Aaron's name appears five times in the New Testament (Lk 1:5; Acts 7:40; Heb 5:4; 7:11; 9:4). Of note is Hebrews 5:4, which states that an individual may not presume to take on the office of priest, “but takes it only when called by God, just as Aaron was.” This statement well sums up the dominant image of Aaron in the Hebrew Bible and later traditions: an individual chosen and designated by God for a specific status and function.

Bibliography

  • Cody, Aelred. A History of Old Testament Priesthood. Rome: Pontifical Biblical Institute, 1969. Argues that there is no anti-Aaronide polemic in Exodus 32, except in v. 25b, which is a late addition to the text.

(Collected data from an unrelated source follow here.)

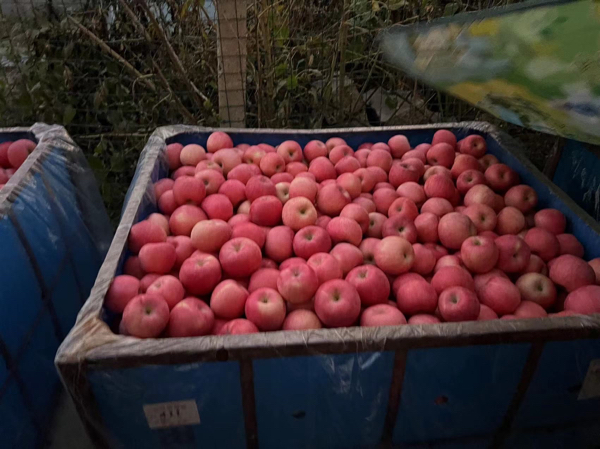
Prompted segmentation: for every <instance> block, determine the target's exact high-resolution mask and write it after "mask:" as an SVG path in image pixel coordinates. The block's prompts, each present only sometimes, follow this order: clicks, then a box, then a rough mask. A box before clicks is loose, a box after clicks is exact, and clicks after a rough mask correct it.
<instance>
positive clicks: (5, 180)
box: [0, 139, 37, 189]
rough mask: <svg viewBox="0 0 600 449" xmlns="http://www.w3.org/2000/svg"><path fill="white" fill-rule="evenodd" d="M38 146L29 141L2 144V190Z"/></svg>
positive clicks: (0, 184)
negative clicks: (5, 184)
mask: <svg viewBox="0 0 600 449" xmlns="http://www.w3.org/2000/svg"><path fill="white" fill-rule="evenodd" d="M36 146H37V144H36V143H35V142H33V141H31V140H29V139H19V140H15V141H14V142H2V143H0V189H2V187H4V184H6V183H7V182H8V180H9V179H10V178H12V176H13V175H14V174H15V172H16V171H17V170H18V169H19V167H20V166H21V165H23V162H25V159H27V156H29V153H31V152H32V151H33V150H35V147H36Z"/></svg>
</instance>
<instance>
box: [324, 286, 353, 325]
mask: <svg viewBox="0 0 600 449" xmlns="http://www.w3.org/2000/svg"><path fill="white" fill-rule="evenodd" d="M360 304H361V302H360V296H359V294H358V292H357V291H356V288H354V286H353V285H352V284H350V283H349V282H346V281H343V280H341V279H334V280H331V281H327V282H325V283H324V284H322V285H321V286H320V287H319V289H318V290H317V293H316V295H315V312H316V314H317V316H318V317H319V319H320V320H321V322H322V323H323V324H325V325H326V326H327V327H347V326H351V325H352V324H354V323H355V322H356V320H357V319H358V316H359V315H360Z"/></svg>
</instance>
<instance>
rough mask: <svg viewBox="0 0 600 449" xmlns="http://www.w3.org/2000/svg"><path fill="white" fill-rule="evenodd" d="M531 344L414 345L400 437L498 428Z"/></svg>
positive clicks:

  • Cody, Aelred. “Aaron: A Figure with Many Facets.” The Bible Today 88 (1977): 1088–1094.
  • Gilders, William K. Blood Ritual in the Hebrew Bible: Meaning and Power. Baltimore: The Johns Hopkins University Press, 2004. Discussion of how Aaron's special status is ritually marked.
  • Ginsberg, H. L. The Israelian Heritage of Judaism. New York: Jewish Theological Seminary of America, 1982. See p. 85, n. 103 for information on the non-Aaronide tradition that Aaron was not Moses' full elder brother.
  • Loewenstamm, Samuel E. “The Making and Destruction of the Golden Calf.” Biblica 48 (1967): 481–490. Argues that Aaron is not lying in Exodus 32:24, but that the narrative really does indicate that the calf emerged fully-formed from the fire.
  • Nihan, Christophe. From Priestly Torah to Pentateuch: A Study in the Composition of the Book of Leviticus. Tübingen, Germ.: Mohr Siebeck, 2007. Provides useful insights on the Aaronide concerns of the Priestly and related authors, and discussion of Aaron's legal instruction of Moses in Lev 10:19–20.
  • White, Marsha. “The Elohistic Depiction of Aaron: A Study in the Levite-Zadokite Controversy.” In Studies in the Pentateuch, edited by J. A. Emerton, pp. 149–159. VTSup 41. Leiden, The Neth.: Brill, 1990. Makes a strong case for anti-Aaronide polemic in the negative portrayals of Aaron in Exod 32 and Num 12.